There may be occasions where an index might be useful in computing a join. Consider the following: A professor might want a list of the students in her class. As well as T(enroll), We know V(enroll, coursecode), [in fact, this is <= T(courses)]. This will give us an estimate of how many students might be in a class. Let's estimate average class size for Bishop's as 40. At this point, we have a smaller relation, and wish to join it with the student relation of question 1. Should we use an index? Assume a 2-level B+ tree, with the root block kept in memory. (So to access a single tuple takes 2 block reads: one for the leaf node, + 1 for the data).

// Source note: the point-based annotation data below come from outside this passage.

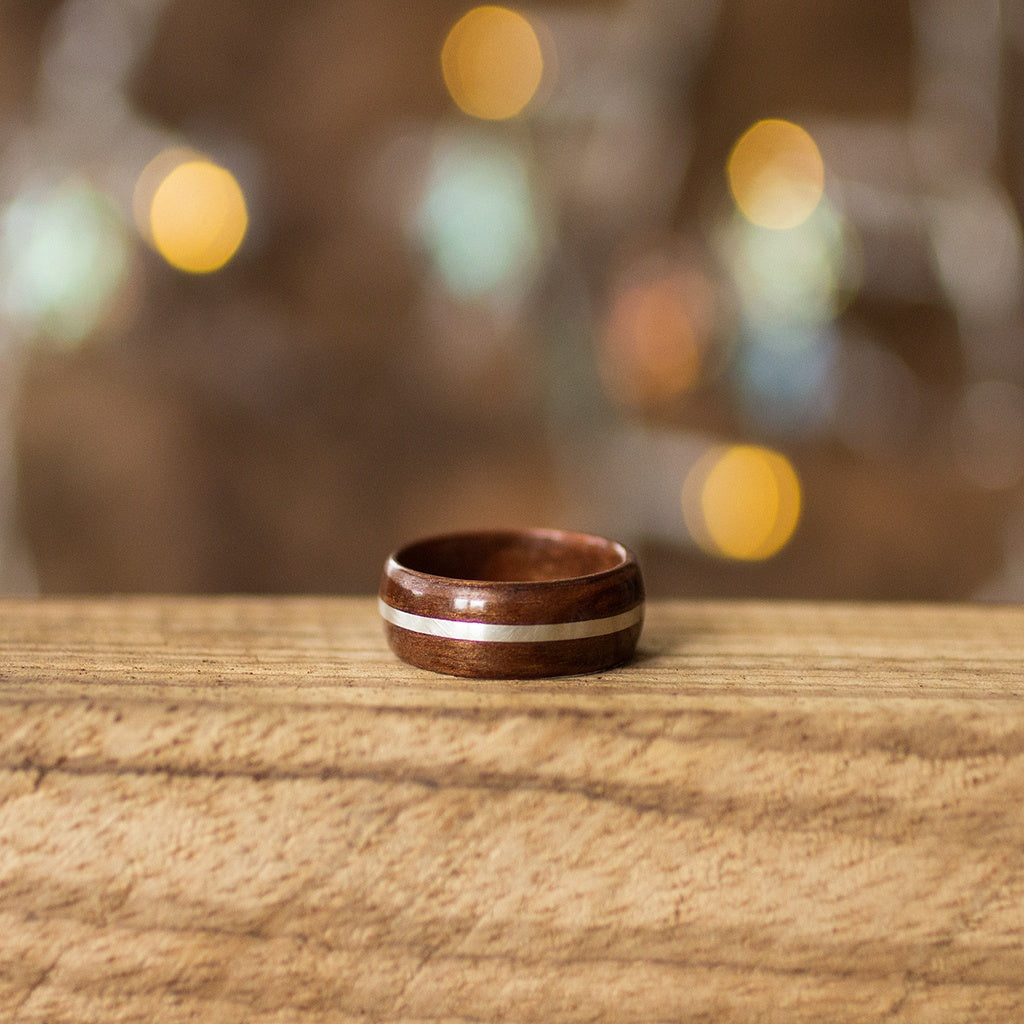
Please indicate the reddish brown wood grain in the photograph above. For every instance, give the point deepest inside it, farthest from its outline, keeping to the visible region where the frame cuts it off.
(249, 810)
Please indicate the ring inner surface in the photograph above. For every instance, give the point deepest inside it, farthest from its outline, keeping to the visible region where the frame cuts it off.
(512, 557)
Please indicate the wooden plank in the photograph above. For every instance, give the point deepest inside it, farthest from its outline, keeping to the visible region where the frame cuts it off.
(245, 809)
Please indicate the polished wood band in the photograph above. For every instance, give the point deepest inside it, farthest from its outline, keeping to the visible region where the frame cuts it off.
(513, 603)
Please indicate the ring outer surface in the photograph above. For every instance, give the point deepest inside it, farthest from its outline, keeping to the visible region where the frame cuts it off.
(608, 602)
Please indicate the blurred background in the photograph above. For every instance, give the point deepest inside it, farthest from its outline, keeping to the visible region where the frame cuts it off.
(285, 285)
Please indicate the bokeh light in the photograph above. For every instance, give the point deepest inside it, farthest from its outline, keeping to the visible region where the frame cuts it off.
(197, 213)
(741, 502)
(776, 174)
(476, 219)
(493, 62)
(65, 253)
(656, 338)
(791, 287)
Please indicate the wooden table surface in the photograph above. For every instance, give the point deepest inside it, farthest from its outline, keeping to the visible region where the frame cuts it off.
(246, 810)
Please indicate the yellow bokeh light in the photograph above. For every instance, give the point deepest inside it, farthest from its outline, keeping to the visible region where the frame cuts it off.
(741, 502)
(655, 338)
(493, 62)
(776, 174)
(197, 214)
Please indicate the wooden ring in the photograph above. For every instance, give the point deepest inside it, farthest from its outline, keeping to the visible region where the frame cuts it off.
(513, 603)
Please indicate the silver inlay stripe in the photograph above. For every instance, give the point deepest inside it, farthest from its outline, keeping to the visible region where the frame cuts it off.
(500, 633)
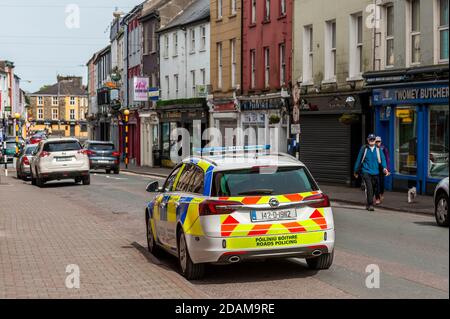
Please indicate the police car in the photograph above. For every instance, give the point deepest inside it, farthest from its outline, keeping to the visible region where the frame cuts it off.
(237, 206)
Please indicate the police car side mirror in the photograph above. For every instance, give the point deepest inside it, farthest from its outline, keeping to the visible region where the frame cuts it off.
(153, 187)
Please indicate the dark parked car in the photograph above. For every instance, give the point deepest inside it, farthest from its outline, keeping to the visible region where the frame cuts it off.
(103, 155)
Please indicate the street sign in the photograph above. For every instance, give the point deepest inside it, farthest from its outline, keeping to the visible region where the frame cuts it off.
(295, 129)
(153, 94)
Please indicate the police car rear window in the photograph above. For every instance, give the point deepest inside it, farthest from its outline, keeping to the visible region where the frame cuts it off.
(251, 182)
(62, 146)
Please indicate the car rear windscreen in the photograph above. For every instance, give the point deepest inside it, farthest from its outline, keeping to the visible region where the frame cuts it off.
(30, 150)
(62, 146)
(255, 182)
(101, 147)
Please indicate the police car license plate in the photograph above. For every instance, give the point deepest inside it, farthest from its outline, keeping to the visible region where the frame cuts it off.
(264, 216)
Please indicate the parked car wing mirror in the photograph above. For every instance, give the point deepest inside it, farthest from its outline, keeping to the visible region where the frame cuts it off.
(153, 187)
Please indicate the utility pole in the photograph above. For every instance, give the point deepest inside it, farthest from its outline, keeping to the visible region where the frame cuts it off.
(126, 113)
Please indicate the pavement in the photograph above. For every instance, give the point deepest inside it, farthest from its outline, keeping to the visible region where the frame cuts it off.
(101, 229)
(397, 201)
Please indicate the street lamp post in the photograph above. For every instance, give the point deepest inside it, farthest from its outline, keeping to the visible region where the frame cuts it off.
(126, 113)
(17, 118)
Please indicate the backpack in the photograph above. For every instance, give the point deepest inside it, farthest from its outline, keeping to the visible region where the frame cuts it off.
(366, 149)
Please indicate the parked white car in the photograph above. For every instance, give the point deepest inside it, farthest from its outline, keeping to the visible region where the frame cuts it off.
(58, 159)
(441, 203)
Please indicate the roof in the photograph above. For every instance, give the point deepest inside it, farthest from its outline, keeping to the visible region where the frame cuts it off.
(63, 88)
(243, 161)
(199, 10)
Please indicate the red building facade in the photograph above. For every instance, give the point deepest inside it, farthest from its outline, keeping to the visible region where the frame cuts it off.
(266, 71)
(267, 42)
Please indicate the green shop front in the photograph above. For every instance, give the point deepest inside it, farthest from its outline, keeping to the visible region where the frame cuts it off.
(413, 120)
(189, 114)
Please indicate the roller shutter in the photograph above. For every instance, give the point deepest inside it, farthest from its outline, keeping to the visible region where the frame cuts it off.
(325, 148)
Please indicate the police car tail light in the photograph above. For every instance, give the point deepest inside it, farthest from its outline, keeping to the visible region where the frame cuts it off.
(318, 201)
(217, 207)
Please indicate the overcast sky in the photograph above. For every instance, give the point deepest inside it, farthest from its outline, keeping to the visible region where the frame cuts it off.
(44, 40)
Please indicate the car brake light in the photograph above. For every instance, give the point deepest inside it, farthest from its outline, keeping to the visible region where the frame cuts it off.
(217, 207)
(322, 201)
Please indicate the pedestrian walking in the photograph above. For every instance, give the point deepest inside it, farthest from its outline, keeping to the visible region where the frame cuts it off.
(384, 149)
(368, 165)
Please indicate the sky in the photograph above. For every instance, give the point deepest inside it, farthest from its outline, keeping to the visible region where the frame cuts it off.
(45, 38)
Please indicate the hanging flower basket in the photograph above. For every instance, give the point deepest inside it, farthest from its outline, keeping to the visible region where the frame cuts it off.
(348, 119)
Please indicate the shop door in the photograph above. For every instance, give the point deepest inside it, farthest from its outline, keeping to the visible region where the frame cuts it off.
(325, 148)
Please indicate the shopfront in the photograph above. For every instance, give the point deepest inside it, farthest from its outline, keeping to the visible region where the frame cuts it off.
(265, 121)
(193, 118)
(413, 120)
(333, 128)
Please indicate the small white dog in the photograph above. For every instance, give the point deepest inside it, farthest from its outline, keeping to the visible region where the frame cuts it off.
(412, 194)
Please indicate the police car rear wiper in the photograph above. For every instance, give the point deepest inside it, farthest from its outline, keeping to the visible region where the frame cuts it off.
(258, 192)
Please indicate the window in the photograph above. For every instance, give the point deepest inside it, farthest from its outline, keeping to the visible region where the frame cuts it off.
(266, 67)
(203, 40)
(219, 65)
(175, 80)
(203, 73)
(192, 40)
(233, 62)
(193, 83)
(219, 9)
(267, 10)
(166, 46)
(175, 44)
(282, 7)
(307, 54)
(439, 141)
(330, 51)
(390, 57)
(414, 31)
(242, 182)
(233, 7)
(167, 87)
(443, 30)
(253, 68)
(356, 45)
(406, 140)
(282, 64)
(253, 12)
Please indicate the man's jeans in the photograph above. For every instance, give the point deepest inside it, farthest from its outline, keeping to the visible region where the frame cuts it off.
(372, 188)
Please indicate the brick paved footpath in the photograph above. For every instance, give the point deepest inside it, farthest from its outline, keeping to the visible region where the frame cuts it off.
(41, 233)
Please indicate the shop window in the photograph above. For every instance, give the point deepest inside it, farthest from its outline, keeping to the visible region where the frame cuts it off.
(439, 141)
(406, 140)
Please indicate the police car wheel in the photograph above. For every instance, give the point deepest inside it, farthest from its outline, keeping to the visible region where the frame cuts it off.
(322, 262)
(152, 246)
(189, 270)
(441, 210)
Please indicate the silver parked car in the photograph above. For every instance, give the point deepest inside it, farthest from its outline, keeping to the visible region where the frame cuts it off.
(441, 203)
(23, 168)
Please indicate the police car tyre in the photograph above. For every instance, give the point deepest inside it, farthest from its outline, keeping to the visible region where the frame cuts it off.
(87, 180)
(441, 210)
(322, 262)
(152, 246)
(188, 269)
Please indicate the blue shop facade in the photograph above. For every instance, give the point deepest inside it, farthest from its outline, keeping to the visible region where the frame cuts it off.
(413, 120)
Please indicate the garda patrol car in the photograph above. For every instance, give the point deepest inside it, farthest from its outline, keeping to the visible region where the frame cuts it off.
(228, 208)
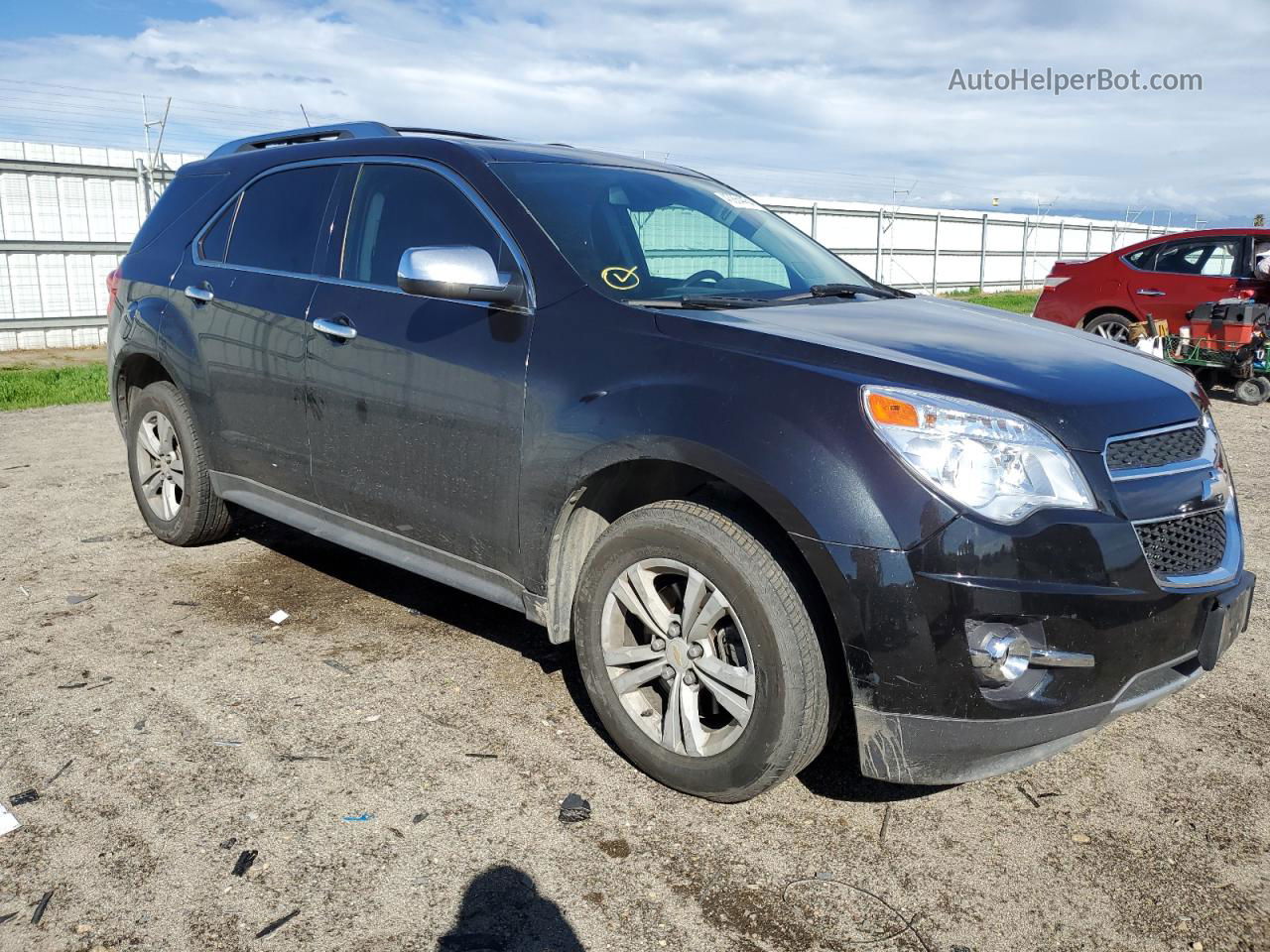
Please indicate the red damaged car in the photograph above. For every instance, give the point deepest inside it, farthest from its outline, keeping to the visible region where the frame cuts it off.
(1164, 277)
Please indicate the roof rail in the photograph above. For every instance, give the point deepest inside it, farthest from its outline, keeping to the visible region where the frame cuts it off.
(449, 132)
(312, 134)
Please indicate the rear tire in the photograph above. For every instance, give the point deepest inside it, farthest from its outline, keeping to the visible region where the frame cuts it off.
(168, 465)
(1250, 391)
(1112, 326)
(714, 683)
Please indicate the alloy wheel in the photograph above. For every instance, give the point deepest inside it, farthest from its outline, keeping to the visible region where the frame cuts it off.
(677, 657)
(160, 467)
(1112, 330)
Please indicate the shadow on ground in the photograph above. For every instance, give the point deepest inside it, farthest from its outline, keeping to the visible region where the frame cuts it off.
(503, 910)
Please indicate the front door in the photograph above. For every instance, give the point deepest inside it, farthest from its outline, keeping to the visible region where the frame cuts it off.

In fact, we only need a semi-join, the student fields for the matching rows, as in
```
select * from students where id IN
	(select id from enroll 
	 where course = 'MAT123')
```
(a) Describe an algorithm for a set intersection operator R ∩ S, where S is "smaller" and B(S) < M, so a search structure for S will fit into M blocks of memory. Assume that R, at least, is a set (has no duplicates). How much blocking is involved in your algorithm? That is, when can the first tuple be output?
3.(b) If R might have duplicates, how could we keep them out of the result?
An "outer join" of 2 relations includes also tuples of one or both relations that "do not match", the output being the "dangling" tuple joined with nulls for the other relation. Describe an algorithm for R natural right outer join S where S fits in main memory (B(S) < M). When can the first joined tuple be output? When are the dangling tuples from S output?
(Graduate Students) A full outer join, assuming S fits in memory. As above, but when do the dangling tuples from R appear in the output?